In his 1905 obituary, the New York Sun wrote,
For years back “Eat-‘Em-Up” has borne all but unchallenged the distinction of being about the toughest and most brutal of all the tough and brutal Bowery gangsters.
Toughest Man in New York
Born in Boston in 1862, McManus was seemingly destined for underworld stardom like his older brother, the infamous international safe cracker, Kid McManus. However, unlike his brother, Jack earned a living with his fists from the beginning, eventually following his knuckles to New York City as a champion lightweight prizefighter.
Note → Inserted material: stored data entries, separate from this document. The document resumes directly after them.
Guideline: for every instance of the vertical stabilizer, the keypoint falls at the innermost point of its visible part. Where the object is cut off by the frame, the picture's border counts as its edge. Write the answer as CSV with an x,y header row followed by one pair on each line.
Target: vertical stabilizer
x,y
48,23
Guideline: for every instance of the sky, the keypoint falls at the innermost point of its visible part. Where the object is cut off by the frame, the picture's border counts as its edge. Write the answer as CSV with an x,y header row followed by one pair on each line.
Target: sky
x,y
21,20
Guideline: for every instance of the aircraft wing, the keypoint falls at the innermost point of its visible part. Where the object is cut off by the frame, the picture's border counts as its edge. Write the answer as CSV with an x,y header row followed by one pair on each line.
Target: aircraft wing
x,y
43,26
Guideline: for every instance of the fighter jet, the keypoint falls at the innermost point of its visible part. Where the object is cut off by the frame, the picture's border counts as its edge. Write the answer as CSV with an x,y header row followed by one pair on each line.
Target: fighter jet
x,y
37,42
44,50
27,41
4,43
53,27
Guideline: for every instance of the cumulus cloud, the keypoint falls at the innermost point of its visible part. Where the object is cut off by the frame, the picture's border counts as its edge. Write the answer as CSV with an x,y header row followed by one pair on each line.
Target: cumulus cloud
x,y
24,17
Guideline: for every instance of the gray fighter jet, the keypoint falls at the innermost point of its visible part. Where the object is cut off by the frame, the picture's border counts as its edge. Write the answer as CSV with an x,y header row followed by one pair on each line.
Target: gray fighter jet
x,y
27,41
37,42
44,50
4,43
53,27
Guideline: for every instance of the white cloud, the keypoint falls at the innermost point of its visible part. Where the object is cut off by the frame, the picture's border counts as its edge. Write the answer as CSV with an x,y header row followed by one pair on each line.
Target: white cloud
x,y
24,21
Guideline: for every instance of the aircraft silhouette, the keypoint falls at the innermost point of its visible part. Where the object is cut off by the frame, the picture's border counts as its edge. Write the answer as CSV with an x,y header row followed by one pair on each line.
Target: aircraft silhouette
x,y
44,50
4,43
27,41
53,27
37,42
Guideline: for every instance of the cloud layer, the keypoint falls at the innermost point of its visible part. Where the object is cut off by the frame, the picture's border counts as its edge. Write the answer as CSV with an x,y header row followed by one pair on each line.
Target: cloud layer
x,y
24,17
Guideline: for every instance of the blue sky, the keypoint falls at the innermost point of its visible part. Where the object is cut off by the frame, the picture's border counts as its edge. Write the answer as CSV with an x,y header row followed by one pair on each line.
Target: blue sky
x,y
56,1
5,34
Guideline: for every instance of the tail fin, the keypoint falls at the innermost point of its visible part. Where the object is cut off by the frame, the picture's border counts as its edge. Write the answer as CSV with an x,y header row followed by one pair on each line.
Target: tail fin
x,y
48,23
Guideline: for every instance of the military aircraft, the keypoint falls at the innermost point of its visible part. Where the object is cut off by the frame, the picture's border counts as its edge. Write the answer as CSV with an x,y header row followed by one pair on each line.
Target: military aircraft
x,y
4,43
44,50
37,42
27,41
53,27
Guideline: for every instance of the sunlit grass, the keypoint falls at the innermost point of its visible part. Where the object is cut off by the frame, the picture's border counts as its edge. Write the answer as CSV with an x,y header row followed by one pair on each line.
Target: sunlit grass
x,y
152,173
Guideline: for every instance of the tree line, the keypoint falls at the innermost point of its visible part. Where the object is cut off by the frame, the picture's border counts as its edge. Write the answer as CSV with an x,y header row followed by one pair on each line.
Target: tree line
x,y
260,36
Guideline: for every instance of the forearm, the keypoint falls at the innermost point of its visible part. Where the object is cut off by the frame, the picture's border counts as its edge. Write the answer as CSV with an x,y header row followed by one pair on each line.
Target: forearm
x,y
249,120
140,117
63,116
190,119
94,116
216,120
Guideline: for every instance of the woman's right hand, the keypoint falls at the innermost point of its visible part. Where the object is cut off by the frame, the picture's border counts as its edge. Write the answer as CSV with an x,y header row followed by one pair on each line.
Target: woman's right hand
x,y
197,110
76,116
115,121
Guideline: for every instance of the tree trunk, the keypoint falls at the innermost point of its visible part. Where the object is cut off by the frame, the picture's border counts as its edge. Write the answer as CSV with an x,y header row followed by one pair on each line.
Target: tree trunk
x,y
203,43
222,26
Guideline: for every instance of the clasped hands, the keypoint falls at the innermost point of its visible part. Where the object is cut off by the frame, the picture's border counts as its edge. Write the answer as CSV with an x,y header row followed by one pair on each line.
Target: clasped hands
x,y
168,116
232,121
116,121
Unfortunately, the prize ring proved unsuitable for McManus’s constitution, and he quickly sunk into the employ of the underworld. Alfred Henry Lewis wrote in his 1912 book, the Apaches of New York,
…but a liking for mixed ale and a difficulty in getting to weight had long cured him [McManus] of that [boxing].
Barroom Bouncing At McGurk’s Suicide Hall
Without boxing, Jack reverted to the only skill he knew, fisticuffs. He became a sheriff or bouncer, bringing law and order to the toughest Bowery dives and saloons in the city like the Tivoli and McGurk’s Suicide Hall. Whirling in like a Tasmanian devil with blackjacks, fists and hobnailed boots, Jack earned the nickname Eat Em Up for eating and digesting all comers. In time, McManus’s body became a patchwork quilt of wounds and welts. His front teeth were knocked out. A knife scar ran across his throat from ear to ear (back before one of his ears was chewed off).
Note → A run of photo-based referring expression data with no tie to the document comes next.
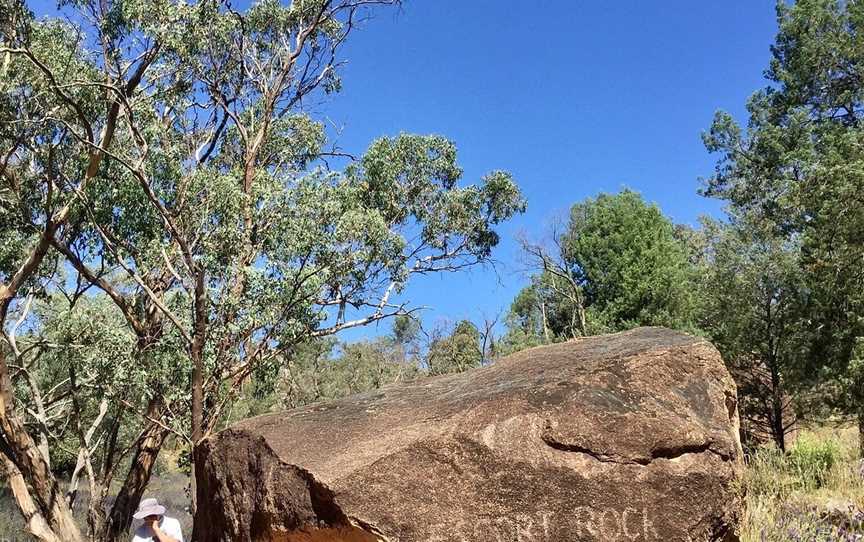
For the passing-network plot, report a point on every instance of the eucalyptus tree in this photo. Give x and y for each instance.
(165, 152)
(798, 164)
(616, 263)
(752, 298)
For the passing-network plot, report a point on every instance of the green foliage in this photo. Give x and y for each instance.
(753, 298)
(798, 166)
(812, 460)
(457, 352)
(634, 270)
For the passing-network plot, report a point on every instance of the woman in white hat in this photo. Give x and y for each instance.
(157, 527)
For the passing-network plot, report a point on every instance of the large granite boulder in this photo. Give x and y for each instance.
(630, 437)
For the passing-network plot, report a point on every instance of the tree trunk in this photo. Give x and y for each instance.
(861, 434)
(120, 518)
(778, 428)
(34, 521)
(38, 488)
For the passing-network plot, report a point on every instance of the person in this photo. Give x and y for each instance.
(157, 527)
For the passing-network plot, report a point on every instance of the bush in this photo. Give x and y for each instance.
(811, 460)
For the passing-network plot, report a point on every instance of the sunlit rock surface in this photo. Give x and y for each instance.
(632, 436)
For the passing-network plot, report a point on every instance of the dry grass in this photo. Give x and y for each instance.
(813, 493)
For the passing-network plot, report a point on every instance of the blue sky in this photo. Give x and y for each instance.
(573, 97)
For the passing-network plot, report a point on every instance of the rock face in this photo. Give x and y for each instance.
(630, 437)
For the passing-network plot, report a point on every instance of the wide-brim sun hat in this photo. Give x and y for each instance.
(149, 507)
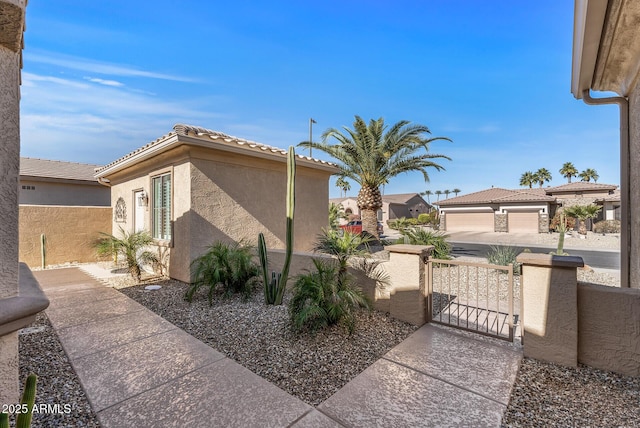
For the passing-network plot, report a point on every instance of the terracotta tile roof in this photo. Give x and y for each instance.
(498, 195)
(580, 186)
(209, 136)
(42, 168)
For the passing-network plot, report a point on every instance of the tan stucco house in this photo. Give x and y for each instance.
(52, 182)
(520, 210)
(194, 186)
(606, 58)
(393, 206)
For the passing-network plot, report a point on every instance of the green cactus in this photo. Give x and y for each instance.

That’s the way I serve ‘em.—Eat ‘Em Up Jack McManus, NY Sun 1903
Paul Kelly’s Five Points Gang
The mayhem artist caught the attention of Paul Kelly, and the mobster hired Eat ‘Em Up Jack as bouncer at Kelly’s Little Naples Café and New Brighton Hall, sowing the seeds of McManus’s death.
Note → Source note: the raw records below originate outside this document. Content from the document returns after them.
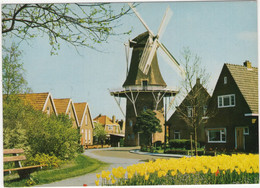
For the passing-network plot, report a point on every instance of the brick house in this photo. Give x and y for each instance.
(66, 106)
(110, 125)
(179, 128)
(235, 124)
(85, 123)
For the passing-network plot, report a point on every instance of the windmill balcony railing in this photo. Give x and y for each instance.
(144, 88)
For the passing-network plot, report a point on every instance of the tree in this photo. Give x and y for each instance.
(147, 124)
(99, 132)
(193, 109)
(78, 24)
(36, 132)
(13, 72)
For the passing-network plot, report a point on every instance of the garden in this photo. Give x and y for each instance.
(221, 169)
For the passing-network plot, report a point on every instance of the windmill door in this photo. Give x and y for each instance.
(239, 138)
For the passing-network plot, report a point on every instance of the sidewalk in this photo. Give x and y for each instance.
(90, 178)
(137, 151)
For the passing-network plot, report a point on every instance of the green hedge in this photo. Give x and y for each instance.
(182, 143)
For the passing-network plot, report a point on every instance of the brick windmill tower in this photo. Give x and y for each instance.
(144, 87)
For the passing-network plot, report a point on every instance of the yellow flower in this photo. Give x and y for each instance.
(113, 181)
(146, 177)
(173, 173)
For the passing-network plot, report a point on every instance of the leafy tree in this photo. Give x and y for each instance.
(83, 24)
(99, 132)
(193, 110)
(13, 72)
(35, 132)
(147, 124)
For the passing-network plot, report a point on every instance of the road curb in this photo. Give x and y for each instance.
(137, 151)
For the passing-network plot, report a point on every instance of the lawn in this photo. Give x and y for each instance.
(79, 166)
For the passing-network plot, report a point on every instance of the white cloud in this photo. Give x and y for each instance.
(247, 36)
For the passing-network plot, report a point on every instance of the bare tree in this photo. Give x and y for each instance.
(77, 24)
(193, 110)
(14, 81)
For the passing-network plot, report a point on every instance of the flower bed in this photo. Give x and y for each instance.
(222, 169)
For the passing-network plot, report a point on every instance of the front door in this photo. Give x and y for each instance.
(240, 138)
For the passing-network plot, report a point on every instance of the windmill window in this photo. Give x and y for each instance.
(226, 101)
(225, 80)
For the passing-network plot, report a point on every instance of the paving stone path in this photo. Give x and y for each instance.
(114, 156)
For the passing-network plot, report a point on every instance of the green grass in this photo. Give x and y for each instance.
(79, 166)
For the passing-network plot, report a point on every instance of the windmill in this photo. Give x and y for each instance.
(144, 87)
(153, 43)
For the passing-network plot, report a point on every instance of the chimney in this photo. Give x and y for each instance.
(114, 119)
(198, 81)
(247, 64)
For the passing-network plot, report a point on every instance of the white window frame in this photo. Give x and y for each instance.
(225, 80)
(221, 98)
(177, 132)
(189, 111)
(86, 119)
(221, 133)
(244, 131)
One night Chic Tricker, a member of the Jack Sirocco clique, drunkenly wandered into Kelly’s club and insulted the showgirls. McManus stepped in, throwing Tricker out on his ear. During the scuffle, a challenge was issued for gats on 3rd avenue. Later that night, Eat Em Up and Tricker traded pistol shots under the shadow of the 3rd Avenue “El.” Jack put two slugs in Tricker’s leg and walked away unscathed. But Tricker swore revenge.
The next day Kid Griffo and Eat ‘Em Up Walked down the Bowery. Just as they reached the corner of Bleeker Street, a burly hoodlum named Sardinia Frank stepped from the shadows clutching a gas pipe wrapped in newspaper, and as the New York Sun put it:
…a section of lead pipe was wrapped around the base of the skull to his bulldog chin, cracking the cranium all the way.
McManus died in Belleview Hospital calling out for his beloved wife Gertrude. He was 40
years old. Eat ‘Em Up Jack McManus’s death would kick off a gangland war between Kelly and Jack Sirocco which would close the New Brighton, leaving Kelly scampering uptown for a more “respectable” life.